(Photo : Roger Gbégnonvi, Professeur et écrivain béninois)
Un vieillard sec. Sans âge. Nonagénaire peut-être. Encore bon pied bon œil à cause de son régime alimentaire spartiate. Prévoyants, ses enfants et petits-enfants l’ont amené à recevoir le baptême catholique après trois mois de catéchisme personnalisé et accéléré. Ainsi, à l’heure ultime, ils goûteront au plaisir de la modernité de la messe corps-présent pour l’aïeul. Celui-ci, à qui l’on avait dû forcer la main, avait néanmoins obtenu des siens un délai de réflexion avant d’accéder à l’Eucharistie. Il ne fut donc pas surpris lorsque, sept mois plus tard, son petit-neveu, prêtre, vint le relancer. La tête du jeune homme émergeait d’une onde de robe longue à la blancheur interminable. Le vieil homme le fit assoir et lui parla.
Malgré ce que tu es devenu, tu connais notre bon sens ici : nous donnons à manger aux mânes et aux vaudous, nous ne les mangeons pas. Votre façon de communier avec les esprits supérieurs me semble sorcière. Je ne m’y engage pas. Et je ne perds rien à ne pas m’y engager, car c’est toi-même qui m’as assuré que, avec le baptême, je suis outillé pour voir le dieu de tes maîtres après ma mort. Je suis curieux de le rencontrer, mais j’appréhende le tête-à-tête. Je t’explique pourquoi. J’étais jeune, beau et vigoureux quand tes maîtres sont venus ici m’arracher à tout ce à quoi je tenais et m’ont déporté chez eux. Ils tuaient, et moi, je devais tuer à leurs côtés. Ils tuaient et se tuaient comme je ne peux pas te raconter. J’étais dahoméen, mais ils me disaient sénégalais. C’est leur habitude : pour vous ignorer et vous effacer, ils vous réduisent à ce que vous n’êtes pas. Un jour, ils m’ont découvert sous un tas de cadavres dans un long fossé appelé tranchée. Je respirais encore, et ils m’ont ordonné de continuer à tuer. Alors j’ai joué les fous. Ils ont eu peur et m’ont enfermé dans un asile. Un autre jour, ils ont décidé d’arrêter de tuer, m’ont sorti de l’asile et m’ont renvoyé chez moi.

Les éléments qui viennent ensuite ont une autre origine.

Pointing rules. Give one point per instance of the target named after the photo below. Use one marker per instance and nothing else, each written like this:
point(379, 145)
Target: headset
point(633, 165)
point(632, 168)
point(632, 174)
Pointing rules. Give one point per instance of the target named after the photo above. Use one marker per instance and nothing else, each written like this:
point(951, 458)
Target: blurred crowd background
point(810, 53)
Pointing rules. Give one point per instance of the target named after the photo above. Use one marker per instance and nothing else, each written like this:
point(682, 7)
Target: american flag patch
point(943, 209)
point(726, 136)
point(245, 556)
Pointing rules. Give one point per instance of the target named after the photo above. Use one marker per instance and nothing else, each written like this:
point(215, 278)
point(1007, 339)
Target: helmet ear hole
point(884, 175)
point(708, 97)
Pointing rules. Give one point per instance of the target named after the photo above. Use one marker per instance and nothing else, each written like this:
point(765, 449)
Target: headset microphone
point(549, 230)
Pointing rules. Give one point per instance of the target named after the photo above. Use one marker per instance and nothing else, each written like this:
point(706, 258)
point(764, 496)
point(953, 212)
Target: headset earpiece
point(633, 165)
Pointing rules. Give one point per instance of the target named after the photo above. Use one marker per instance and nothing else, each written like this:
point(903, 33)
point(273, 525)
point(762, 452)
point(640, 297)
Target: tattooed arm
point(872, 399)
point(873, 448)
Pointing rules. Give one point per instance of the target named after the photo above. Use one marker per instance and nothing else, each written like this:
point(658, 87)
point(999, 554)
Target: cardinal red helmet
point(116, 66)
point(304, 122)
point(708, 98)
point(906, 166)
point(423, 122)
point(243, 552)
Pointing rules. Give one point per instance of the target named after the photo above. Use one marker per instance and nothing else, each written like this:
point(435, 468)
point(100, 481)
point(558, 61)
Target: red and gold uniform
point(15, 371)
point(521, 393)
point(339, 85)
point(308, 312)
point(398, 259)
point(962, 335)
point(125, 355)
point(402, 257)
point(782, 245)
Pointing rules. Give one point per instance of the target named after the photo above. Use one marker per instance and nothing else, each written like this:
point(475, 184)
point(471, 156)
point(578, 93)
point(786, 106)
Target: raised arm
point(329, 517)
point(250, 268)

Ce que je veux dire avec mon histoire, c’est ceci : le dieu de tes maîtres n’est pas un bon dieu. Ses mangeurs n’aiment pas l’homme, ils tuent l’homme en vrac, en ayant enseveli leur dieu dans leur ventre. Car je te le révèle : pendant que là-bas nous tuions l’homme en abondance, tes maîtres n’arrêtaient pas de manger leur dieu. Le cuisinier n’était pas en robe longue comme toi, on l’appelait « aumônier ». Et l’aumônier leur concoctait la chose, et ils mangeaient leur dieu, et l’aumônier, en plus de le manger avec eux, le buvait aussi à leur santé. Étrange. Étrange. Et ce que je veux ajouter, c’est ceci : moi, tout ce que je mange encore est pour améliorer, s’il se peut, ma vieille santé. Or, de manger et de boire leur dieu sans arrêt n’a point bonifié l’esprit de tes maîtres. Ils tuent toujours l’homme pêle-mêle, tu le sais. Tu sais aussi que, des années après cette vaste tuerie difficile à raconter, fatigués de se reposer, ils ont recommencé à tuer. Et ils sont revenus ici harponner des jeunes gens pour les conduire à l’abattoir. J’avais deux fils aptes, mais à cause de ma folie dissuasive en son temps et à cause de tel-père-tel-fils, ils n’ont pas déporté mes deux fils. Ils ont été prudents.
Je ne sais rien du dieu musulman. Mais quand on m’empêche de dormir parce qu’on l’adore dans des entonnoirs hurlants et très haut perchés, je sais qu’on en veut à l’homme et que ce dieu là aussi n’est pas un bon dieu. Et si, grâce à la télé que tu m’as offerte, je vois le vent se lever, la mer se lever avec lui, pour émietter les hommes et leurs œuvres, je sais qu’il n’y a pas de bon dieu. Ici, nos zigzags de survie réunis ne font pas un dieu, et c’est bien ainsi. Revenons à tes maîtres : leur dieu n’est pas un bon dieu. Je ne te le dis pas pour que tu les quittes. Tu as voiture jolie, lunettes fines, pommettes lices. J’apprécie. Tu mourras moins maigre que moi. Mais sois bon envers les dieux, n’en mange aucun. Impute-leur, si tu veux, les horreurs du monde, mais à aucun d’eux n’impute la création du monde, car aucun dieu n’est le porteur des péchés du monde. S’Il existe, il ne faut ni accabler ni manger Dieu.